Sports fans everywhere will relate. There’s a player in whatever team you support that has a special place in your heart for no other reason than he or she seems to represent that game in its purest form. They might not be the best, the most skilful, but there’s a feeling about them that they’d do it for free if they weren’t getting paid. In that respect, they channel you as a fan better than the rest of your squad.

If heavy metal has an equivalent, then it’s Anvil.

Since 1981, Steve “Lips” Kudlow and Robb Reiner (another reason to love them is that the pair have been best mates since 1973) have worked harder, overcome more challenges and written more records than just about anyone. And you can’t help feel that they are grateful for every show they’ve played, every CD they’ve sold and every fan they’ve got.

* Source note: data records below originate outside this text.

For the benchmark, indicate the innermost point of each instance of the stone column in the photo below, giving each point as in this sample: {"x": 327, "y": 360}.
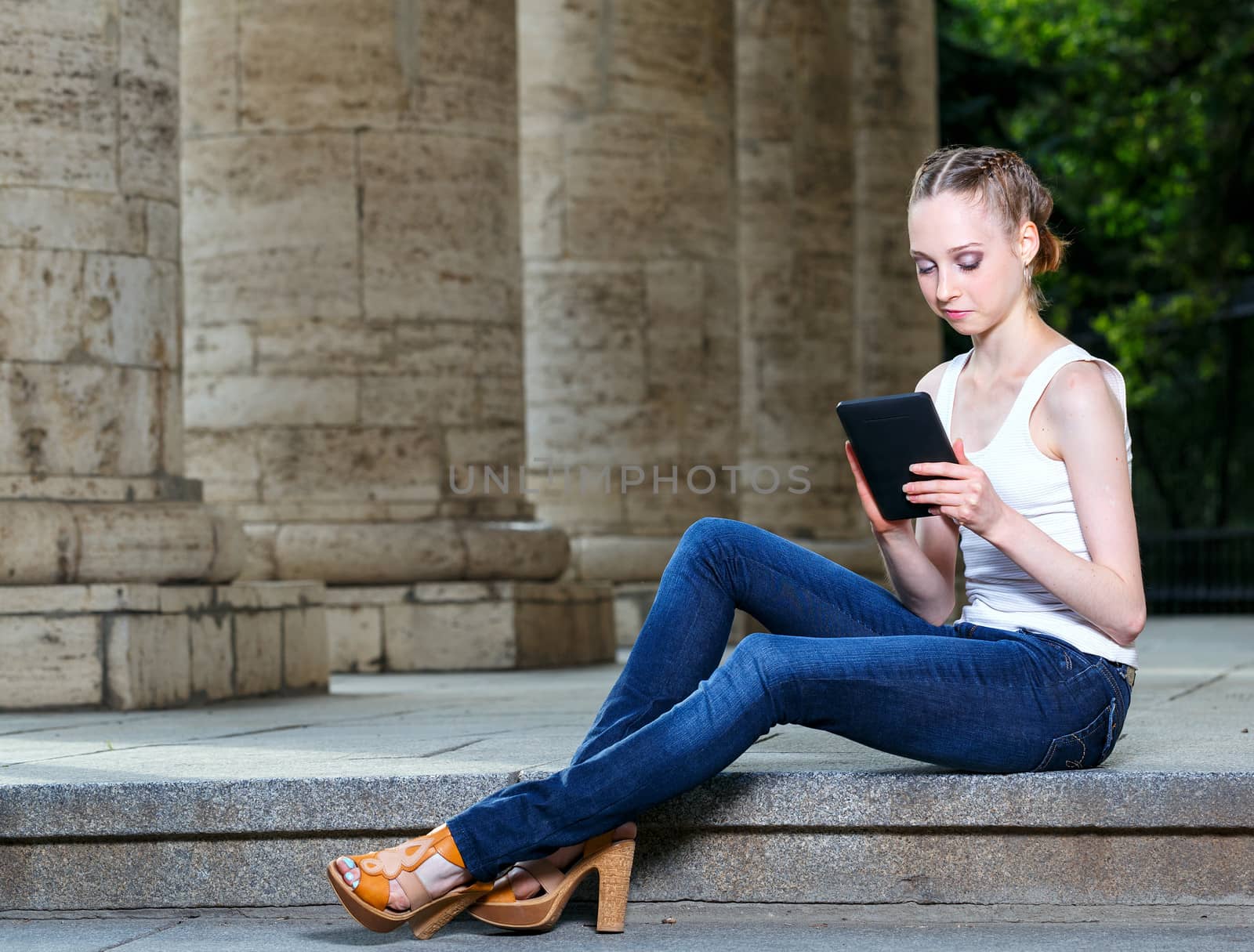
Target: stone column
{"x": 893, "y": 108}
{"x": 630, "y": 273}
{"x": 92, "y": 486}
{"x": 354, "y": 329}
{"x": 834, "y": 110}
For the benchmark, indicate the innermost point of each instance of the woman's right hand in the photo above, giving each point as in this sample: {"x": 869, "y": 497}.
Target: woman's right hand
{"x": 884, "y": 527}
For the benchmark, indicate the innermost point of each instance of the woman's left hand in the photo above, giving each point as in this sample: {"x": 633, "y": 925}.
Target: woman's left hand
{"x": 966, "y": 496}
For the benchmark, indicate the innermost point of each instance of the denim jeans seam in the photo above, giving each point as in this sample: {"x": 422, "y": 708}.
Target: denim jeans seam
{"x": 1114, "y": 688}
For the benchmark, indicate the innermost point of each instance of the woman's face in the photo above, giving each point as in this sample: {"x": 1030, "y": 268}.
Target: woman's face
{"x": 969, "y": 271}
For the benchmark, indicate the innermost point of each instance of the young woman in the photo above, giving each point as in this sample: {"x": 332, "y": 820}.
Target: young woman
{"x": 1035, "y": 675}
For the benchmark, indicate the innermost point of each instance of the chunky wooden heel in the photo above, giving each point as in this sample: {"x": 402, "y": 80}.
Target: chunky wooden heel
{"x": 610, "y": 860}
{"x": 614, "y": 871}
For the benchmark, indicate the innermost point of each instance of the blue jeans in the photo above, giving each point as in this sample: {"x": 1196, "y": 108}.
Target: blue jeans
{"x": 843, "y": 655}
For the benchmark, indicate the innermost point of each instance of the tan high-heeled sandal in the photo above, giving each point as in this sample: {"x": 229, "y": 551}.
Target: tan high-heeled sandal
{"x": 365, "y": 895}
{"x": 610, "y": 858}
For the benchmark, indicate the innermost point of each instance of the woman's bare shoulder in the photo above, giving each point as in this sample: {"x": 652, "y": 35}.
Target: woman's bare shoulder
{"x": 931, "y": 382}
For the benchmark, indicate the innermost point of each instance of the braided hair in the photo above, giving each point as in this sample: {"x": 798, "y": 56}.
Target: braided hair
{"x": 1006, "y": 186}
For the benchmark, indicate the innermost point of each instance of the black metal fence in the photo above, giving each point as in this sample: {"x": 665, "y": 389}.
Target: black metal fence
{"x": 1188, "y": 571}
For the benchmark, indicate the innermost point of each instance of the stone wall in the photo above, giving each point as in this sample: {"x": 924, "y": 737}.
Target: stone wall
{"x": 632, "y": 348}
{"x": 92, "y": 487}
{"x": 351, "y": 260}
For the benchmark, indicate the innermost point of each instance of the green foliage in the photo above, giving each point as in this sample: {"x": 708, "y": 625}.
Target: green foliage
{"x": 1139, "y": 117}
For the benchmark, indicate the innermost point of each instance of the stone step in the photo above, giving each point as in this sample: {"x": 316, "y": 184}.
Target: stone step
{"x": 242, "y": 803}
{"x": 1061, "y": 838}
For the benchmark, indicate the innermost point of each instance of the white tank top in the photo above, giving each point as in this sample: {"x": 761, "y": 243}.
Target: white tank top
{"x": 1001, "y": 595}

Last year when MV was there as Metallica played a 14,000 capacity arena in Birmingham, James Hetfield stood on stage and said it was a “tight little place”. If Anvil played to a tenth of that then it’d probably be the night of their lives.

In that context then, not for nothing is their 17th (we think) studio album called “Pounding The Pavement.” A workmanlike collection for the best workmanlike band there is, you might say. Except Anvil have always been better than that.

They don’t think like other bands (this is meant as a compliment). Don’t believe me? Ok, but which other group on Planet Rock – or anywhere else for that matter – would start a record with a track called “Bitch In The Box” about hating your Sat Nav? Oh and make it a fists in the air belter? No one that’s who.

The next one sees them on more usual home turf. “Ego” is a fun, snotty Motorhead type romp, and although, clearly, they are a band with “classic” overtones, the chunky “Doing What I Want” is all the evidence you could ever need that they don’t feel like resting on any laurels any time soon.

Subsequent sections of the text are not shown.